Tool Refactoring Done All phases: say, think, examine, introspection tools, alias map, usage tracking, proactive tool list
Introspection API Done All phases. Observer (renamed from AUTIntrospector) + standalone run_campaign() shipped
Docker Sandbox Done Phase A (TmpdirSandbox + pain triggers) + Phase B (DockerSandbox + ContainerRunner + image catalog + unprivileged user) both shipped
Bio-System Wiring Hardening Done All phases shipped. Percept abstraction (SensoryModality, SensoryTag, SensoryGate), pipeline correctness, energy→NAc metabolic cost learning, decision_rationale provenance. Archived.
Mode System Refactor Done ~1,800 LOC removed. Strategies, exploration policy, and LiveModeIntent deleted. Sleep is now a tool. Skills module folded into Cerebellum. Dead runtime modules cleaned up.
DM MVP Done All 3 slices shipped: dm_schema.py, dm_runtime.py, tools_dm.py. 7 campaigns (heist, poisoned_crown, arena, darkened_cavern, kings_duel, neon_gauntlet, broken_database). ChooseTool + alias system, bio-system expectations checker, mid-campaign entity swaps.
Foundational Buildout Done Phases 0-12a: package hygiene, SEM component registry, encounter library, agent factory + pool, party DM mode, hippocampus recall, interactive runtime, generative architect, API expansion, 10 cloud providers, store protocols, security hardening. ~16K LOC, 239 tests.
API Surface Hardening Done All phases: wired stub API verbs, fixed research protocol, error handling on user-facing paths, integration tests, README overhaul. ~75 new tests.
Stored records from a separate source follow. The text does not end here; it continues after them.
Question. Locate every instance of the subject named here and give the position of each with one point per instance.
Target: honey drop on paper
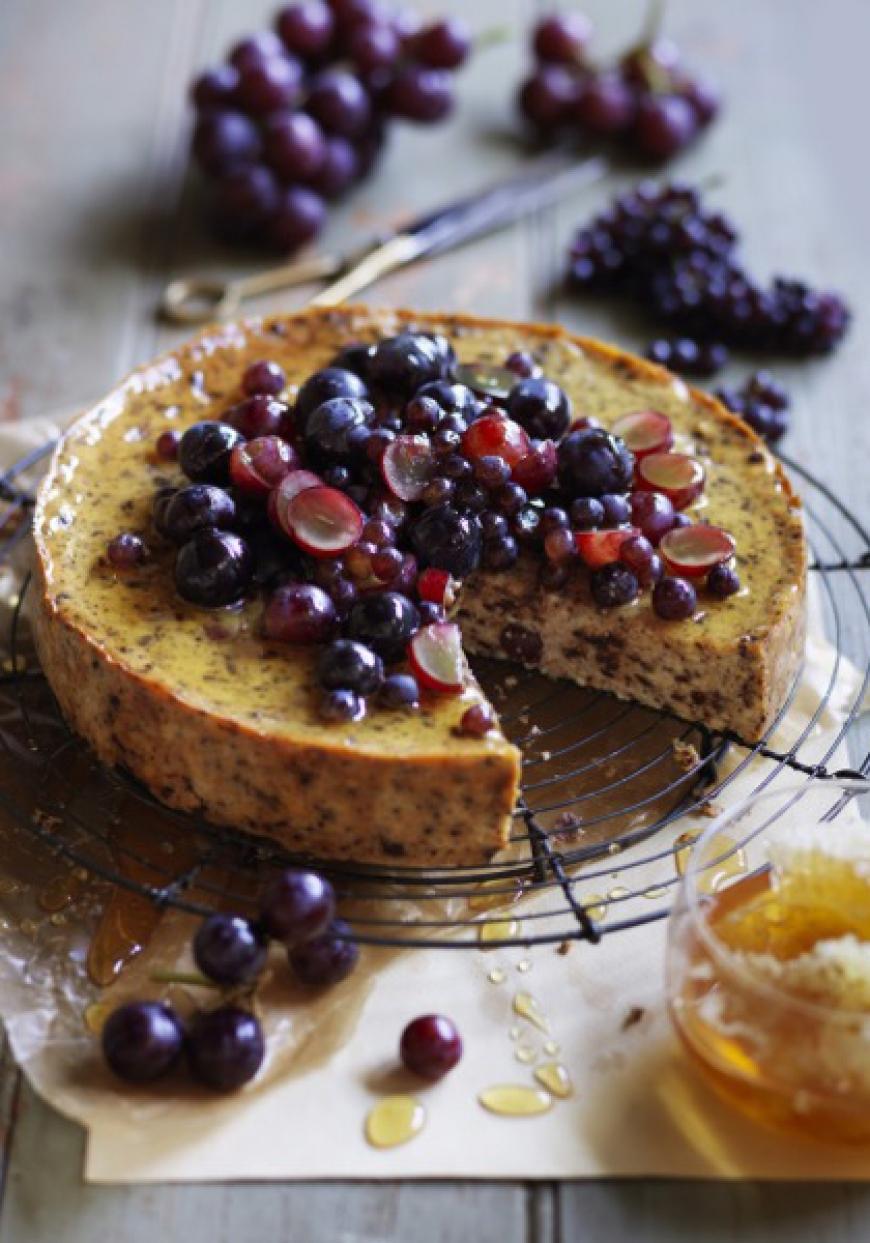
(556, 1079)
(394, 1120)
(527, 1007)
(515, 1100)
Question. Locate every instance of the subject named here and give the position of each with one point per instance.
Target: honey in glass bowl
(768, 975)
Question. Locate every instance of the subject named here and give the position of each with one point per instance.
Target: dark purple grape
(256, 50)
(297, 905)
(722, 581)
(399, 691)
(617, 509)
(229, 949)
(548, 97)
(430, 1045)
(339, 169)
(587, 513)
(271, 86)
(593, 463)
(453, 398)
(126, 551)
(404, 364)
(329, 426)
(225, 1047)
(204, 451)
(674, 598)
(215, 88)
(306, 29)
(664, 124)
(449, 540)
(342, 706)
(562, 39)
(214, 568)
(325, 960)
(142, 1041)
(246, 200)
(300, 613)
(444, 45)
(264, 378)
(224, 141)
(195, 507)
(298, 218)
(325, 385)
(351, 666)
(341, 103)
(295, 146)
(384, 622)
(541, 407)
(605, 105)
(613, 586)
(500, 552)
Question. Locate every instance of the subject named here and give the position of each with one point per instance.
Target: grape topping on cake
(264, 557)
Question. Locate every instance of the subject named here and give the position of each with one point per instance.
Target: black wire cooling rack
(607, 783)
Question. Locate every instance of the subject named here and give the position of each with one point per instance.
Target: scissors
(543, 182)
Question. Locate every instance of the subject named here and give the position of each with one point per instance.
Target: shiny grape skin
(325, 960)
(297, 905)
(142, 1041)
(214, 568)
(225, 1047)
(229, 949)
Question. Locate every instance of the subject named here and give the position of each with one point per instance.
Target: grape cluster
(646, 101)
(663, 249)
(225, 1045)
(298, 114)
(762, 402)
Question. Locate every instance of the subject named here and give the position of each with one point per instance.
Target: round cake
(515, 472)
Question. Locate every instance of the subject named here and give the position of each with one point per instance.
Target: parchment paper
(638, 1108)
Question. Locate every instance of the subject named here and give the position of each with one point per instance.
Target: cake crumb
(686, 755)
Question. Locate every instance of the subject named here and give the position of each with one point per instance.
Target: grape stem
(183, 977)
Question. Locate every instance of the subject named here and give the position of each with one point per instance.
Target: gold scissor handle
(201, 298)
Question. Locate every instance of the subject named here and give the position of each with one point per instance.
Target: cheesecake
(215, 712)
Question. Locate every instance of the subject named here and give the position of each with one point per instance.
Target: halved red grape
(435, 654)
(602, 547)
(438, 587)
(256, 466)
(291, 485)
(323, 521)
(536, 471)
(694, 551)
(407, 466)
(497, 435)
(677, 476)
(645, 431)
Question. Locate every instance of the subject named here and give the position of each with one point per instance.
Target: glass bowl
(769, 1041)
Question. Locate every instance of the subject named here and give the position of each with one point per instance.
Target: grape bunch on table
(300, 113)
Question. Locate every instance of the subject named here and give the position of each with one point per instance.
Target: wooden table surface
(96, 211)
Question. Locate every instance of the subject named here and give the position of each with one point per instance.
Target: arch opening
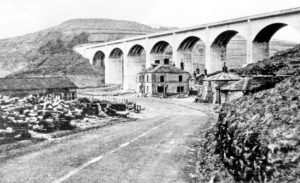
(191, 55)
(161, 53)
(273, 38)
(115, 67)
(99, 64)
(136, 63)
(229, 47)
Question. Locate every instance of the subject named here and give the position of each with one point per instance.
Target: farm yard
(43, 117)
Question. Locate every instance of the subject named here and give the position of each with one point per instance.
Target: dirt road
(148, 150)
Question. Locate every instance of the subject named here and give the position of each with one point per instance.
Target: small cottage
(55, 86)
(163, 80)
(211, 92)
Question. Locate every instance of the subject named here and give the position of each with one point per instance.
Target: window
(162, 79)
(166, 61)
(180, 78)
(160, 89)
(180, 89)
(182, 65)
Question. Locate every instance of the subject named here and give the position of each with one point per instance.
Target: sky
(19, 17)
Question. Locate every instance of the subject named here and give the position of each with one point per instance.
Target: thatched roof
(35, 83)
(254, 83)
(224, 76)
(164, 69)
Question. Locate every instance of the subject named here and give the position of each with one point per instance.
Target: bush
(257, 137)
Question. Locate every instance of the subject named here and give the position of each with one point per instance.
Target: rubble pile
(19, 116)
(257, 137)
(285, 62)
Module Compartmentalization Done 5 god-modules decomposed: agent_loop, orchestrator, cli, router, lane_backends. 7 new focused files extracted (~1,120 LOC moved). 125 new tests. All import paths preserved.
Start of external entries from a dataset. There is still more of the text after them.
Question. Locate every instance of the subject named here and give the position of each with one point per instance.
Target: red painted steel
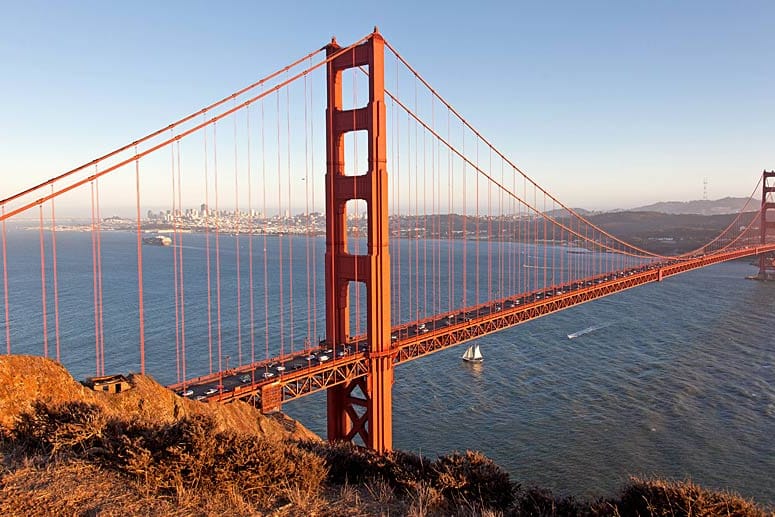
(362, 408)
(767, 225)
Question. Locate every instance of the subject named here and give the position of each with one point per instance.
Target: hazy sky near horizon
(607, 104)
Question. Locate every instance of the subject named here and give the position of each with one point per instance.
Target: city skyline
(618, 101)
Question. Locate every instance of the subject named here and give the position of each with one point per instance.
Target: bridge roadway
(270, 383)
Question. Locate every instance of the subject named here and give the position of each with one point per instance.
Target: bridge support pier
(767, 226)
(363, 407)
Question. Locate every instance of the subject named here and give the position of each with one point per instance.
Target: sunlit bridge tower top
(767, 225)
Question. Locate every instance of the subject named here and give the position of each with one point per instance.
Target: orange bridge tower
(363, 406)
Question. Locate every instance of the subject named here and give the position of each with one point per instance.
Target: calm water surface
(677, 379)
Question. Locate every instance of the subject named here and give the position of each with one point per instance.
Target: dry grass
(70, 451)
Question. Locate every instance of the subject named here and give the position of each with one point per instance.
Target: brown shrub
(170, 459)
(473, 479)
(655, 497)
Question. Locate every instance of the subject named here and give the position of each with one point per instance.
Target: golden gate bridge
(433, 237)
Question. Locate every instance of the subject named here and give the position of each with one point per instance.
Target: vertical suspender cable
(94, 284)
(140, 300)
(208, 221)
(175, 244)
(250, 244)
(54, 271)
(217, 248)
(43, 282)
(5, 289)
(237, 218)
(99, 275)
(182, 284)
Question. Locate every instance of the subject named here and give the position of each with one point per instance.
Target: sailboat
(473, 354)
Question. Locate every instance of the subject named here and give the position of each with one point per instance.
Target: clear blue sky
(607, 104)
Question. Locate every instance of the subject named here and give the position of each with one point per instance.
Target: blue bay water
(676, 380)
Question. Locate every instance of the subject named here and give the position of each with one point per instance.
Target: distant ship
(157, 240)
(473, 354)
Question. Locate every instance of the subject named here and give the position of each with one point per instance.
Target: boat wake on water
(587, 330)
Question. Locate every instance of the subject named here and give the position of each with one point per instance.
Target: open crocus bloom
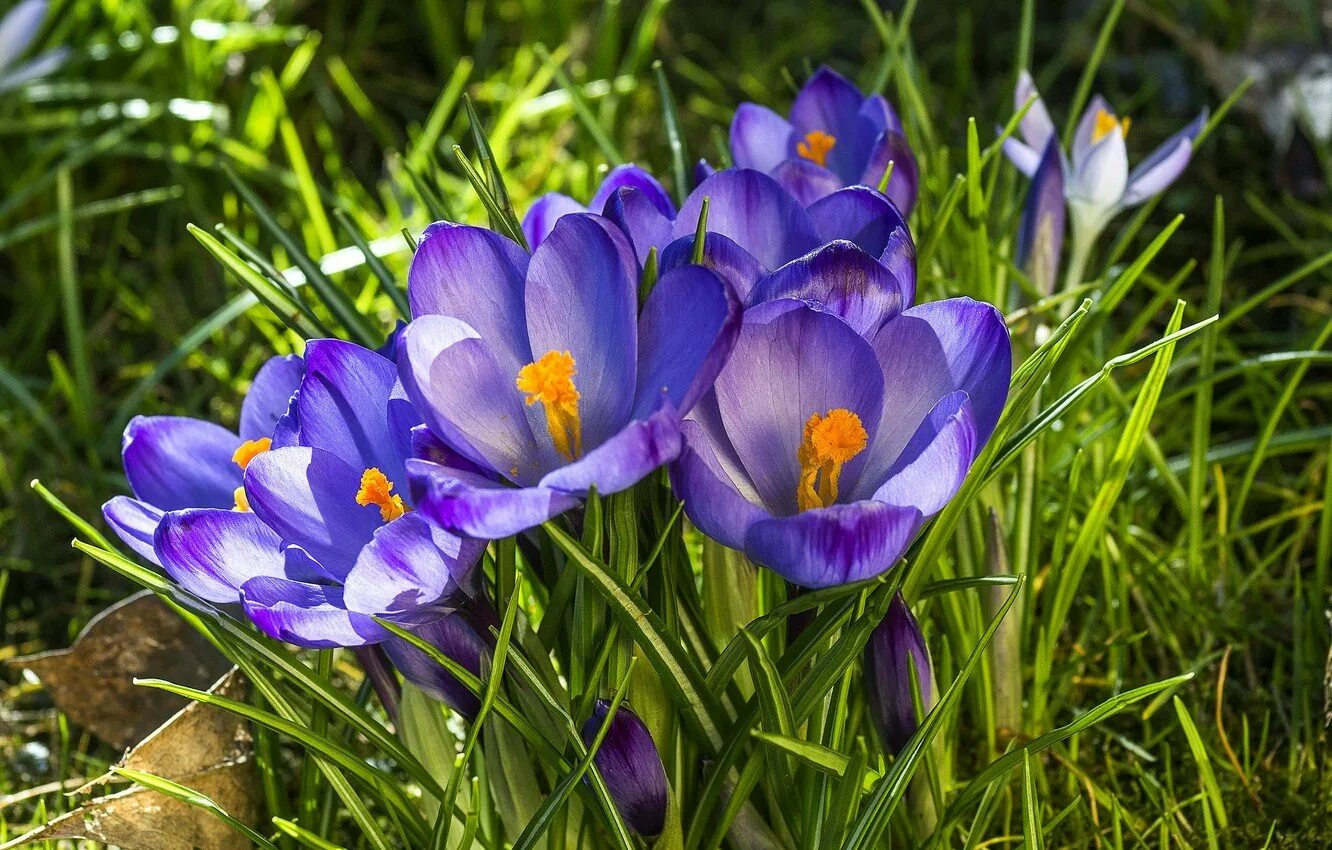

Foundations F0.1–F0.8 Done NAc save/load, PerceptContext typed schema, agent_id threading, PerceptTraceBuffer, tier enforcement, SensoryTag population, Percept factory consolidation. Prereqs for substrate work.
Reaction Abstraction Ph1–4 Done Percept/Reaction dual-surface architecture. ReactionBus with refractory periods, producer protocols, typed Percept factories, runtime unification. Phase 5 folded into substrate P2.
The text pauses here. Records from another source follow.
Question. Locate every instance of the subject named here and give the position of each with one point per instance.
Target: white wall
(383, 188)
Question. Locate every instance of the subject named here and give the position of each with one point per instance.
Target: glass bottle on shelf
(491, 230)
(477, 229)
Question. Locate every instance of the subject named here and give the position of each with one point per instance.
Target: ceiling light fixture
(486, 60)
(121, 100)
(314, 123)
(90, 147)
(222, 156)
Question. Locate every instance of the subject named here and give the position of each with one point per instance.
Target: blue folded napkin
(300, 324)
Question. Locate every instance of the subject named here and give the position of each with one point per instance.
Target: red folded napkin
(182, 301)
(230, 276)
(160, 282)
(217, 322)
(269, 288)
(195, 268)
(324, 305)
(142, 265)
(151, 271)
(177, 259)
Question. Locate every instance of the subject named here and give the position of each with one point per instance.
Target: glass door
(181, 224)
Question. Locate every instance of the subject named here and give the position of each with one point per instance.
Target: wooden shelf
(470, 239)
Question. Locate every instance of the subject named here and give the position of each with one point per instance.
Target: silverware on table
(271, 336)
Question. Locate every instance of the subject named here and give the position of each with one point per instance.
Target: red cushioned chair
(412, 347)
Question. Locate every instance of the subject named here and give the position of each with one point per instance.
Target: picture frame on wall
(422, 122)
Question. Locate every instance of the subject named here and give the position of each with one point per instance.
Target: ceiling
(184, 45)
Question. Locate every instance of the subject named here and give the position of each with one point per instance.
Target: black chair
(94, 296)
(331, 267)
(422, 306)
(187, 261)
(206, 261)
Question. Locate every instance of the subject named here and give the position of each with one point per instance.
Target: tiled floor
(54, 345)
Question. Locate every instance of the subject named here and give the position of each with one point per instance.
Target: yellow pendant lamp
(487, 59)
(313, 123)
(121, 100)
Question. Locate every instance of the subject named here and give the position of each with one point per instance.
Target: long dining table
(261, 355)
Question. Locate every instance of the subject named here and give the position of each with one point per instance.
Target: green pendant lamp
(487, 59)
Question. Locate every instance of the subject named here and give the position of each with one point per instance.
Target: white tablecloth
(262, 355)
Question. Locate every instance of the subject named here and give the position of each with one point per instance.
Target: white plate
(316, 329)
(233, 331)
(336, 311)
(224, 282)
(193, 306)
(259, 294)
Simulator Upgrades S1–S4 Done FixtureDrivenOrchestrator (S1), LLMBackend Protocol + MockLLMBackend (S2), subprocess persistence harness (S3), deterministic seeding with --seed (S4). 72 tests.
Substrate P0 Pilot Done Baseline pinned at 78.5% collapse ([email protected]). 55 clusters, 155 sentences, 3 difficulty tiers. Fixtures validated in the 60–85% well-calibrated range. P1 sanity floor = 73.5%.
Substrate B1 + P1 Recognition Done LinguisticEncoder, EC pattern completion with centroid update, ATL modality-tagged nodes, PromptAssembler. 91.7% ± 2.9% collapse with paraphrase-mpnet-base-v2 @ 0.40. 100% persistence round-trip. 92.5pp degenerate gap.
Substrate P2 Reward Modulation Done NAc per-node reward bias, eligibility traces, EC threshold modulation, CausalLink.percept_refs. Real-embedding sweep at [email protected], reward 2.0: +56.0 pp target gain, 0.0 pp distractor drift, 94% monotone, 9-of-10 seeds. SEM pain cascade end-to-end verified.
Bio-Stack Unification (Waves 1–3) Done build_bio_stack(*, persistence_dir) canonical. Structural enforcement for PainBus, ReactionBus, MemoryHub, DefaultNetwork. Four production callers.
Valence Annotation (Stages 1–3) Done Reactions → Episode.valence → Edge.metadata["valence"] → spreading_activation(propagate_valence=True). retrieve_on_cue(include_valence=True) for affective retrieval.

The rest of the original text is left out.